But beyond the relentless taunting of his guests, which could have been excused by a bang on the head caused by a stuffed moose falling on top of Basil, there was Maj Gowen’s use of the n-word during the upper-class bigot’s blithering anecdote about a cricket match.

Really, though, where do you stop finding -isms in Fawlty Towers if you’re so inclined? The major’s martini-addled outburst comes five minutes into the episode. By then Basil has already been rude to his wife Sybil – a regular occurrence of course – and the NHS about which we’re so protective right now, first to a ward sister who does nothing wrong, then to a black doctor, staggering backwards as if in stunned amazement that a person in such a role should be this colour (a gag repeated later when Basil wakes up after the moose incident).

Basil is rude to all women, not just the long-suffering Sybil who gives as good as she gets, but also to the very old and the very young. He’s rude to Americans, Australians and his Spanish waiter. He’s rude to Irish builders, slightly effeminate men and macho, medallion-wearing men. He can’t stand the riff-raff of Torquay who clog up his establishment and sucks up to anyone he considers a better class of clientele.
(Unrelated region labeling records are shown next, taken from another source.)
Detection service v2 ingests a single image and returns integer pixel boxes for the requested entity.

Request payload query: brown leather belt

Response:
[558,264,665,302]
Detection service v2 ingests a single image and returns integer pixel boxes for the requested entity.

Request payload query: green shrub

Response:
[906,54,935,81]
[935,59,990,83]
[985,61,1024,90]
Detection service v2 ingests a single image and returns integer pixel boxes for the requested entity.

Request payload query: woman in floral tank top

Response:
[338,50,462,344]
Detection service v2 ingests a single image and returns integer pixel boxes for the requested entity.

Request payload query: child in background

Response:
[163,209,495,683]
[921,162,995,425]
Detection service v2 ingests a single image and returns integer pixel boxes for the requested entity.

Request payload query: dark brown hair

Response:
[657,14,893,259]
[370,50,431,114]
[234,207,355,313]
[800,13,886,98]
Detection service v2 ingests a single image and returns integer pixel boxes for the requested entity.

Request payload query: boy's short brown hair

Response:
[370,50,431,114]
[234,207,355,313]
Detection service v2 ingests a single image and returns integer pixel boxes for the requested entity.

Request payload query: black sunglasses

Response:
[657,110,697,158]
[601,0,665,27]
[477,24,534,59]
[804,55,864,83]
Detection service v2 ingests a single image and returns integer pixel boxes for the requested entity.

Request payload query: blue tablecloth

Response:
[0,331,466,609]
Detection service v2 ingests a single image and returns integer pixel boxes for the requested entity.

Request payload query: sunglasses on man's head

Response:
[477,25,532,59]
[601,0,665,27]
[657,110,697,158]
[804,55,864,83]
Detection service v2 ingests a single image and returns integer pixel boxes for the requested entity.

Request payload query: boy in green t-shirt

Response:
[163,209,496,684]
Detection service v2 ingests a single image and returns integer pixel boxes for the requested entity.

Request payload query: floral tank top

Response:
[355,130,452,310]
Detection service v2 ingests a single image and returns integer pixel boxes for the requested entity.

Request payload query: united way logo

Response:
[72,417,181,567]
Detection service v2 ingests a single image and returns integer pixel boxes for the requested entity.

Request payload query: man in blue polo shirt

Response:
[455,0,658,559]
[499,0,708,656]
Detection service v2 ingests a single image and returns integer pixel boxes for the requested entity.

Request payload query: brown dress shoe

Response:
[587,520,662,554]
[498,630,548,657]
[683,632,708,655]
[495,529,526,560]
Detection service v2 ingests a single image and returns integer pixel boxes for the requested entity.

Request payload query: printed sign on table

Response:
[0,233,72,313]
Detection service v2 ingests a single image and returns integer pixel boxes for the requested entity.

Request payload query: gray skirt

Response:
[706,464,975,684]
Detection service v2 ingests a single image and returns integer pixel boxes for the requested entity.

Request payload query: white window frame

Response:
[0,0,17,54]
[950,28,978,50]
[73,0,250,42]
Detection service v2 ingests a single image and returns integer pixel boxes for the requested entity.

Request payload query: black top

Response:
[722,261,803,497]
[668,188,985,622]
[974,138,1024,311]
Maybe the Beeb only remembered all of this belatedly. Perhaps the “marketing people and petty bureaucrats” who Cleese says now run the Corporation don’t know these stupendous scripts as well as Fawlty Towers obsessives. Fingering the show for racism would be letting the cat, or rat, out of the bag. Best to stick it back in.

Complete with a viewer alert offering “extra guidance”. Why? When we laugh at Fawlty Towers – and I reckon we always will – it’s not at the targets of Basil’s sneers and tirades but at the lunatic running the hotel from hell.

Since we’ve all got to be offended by something these days can I be offended by the inference that I don’t get the joke?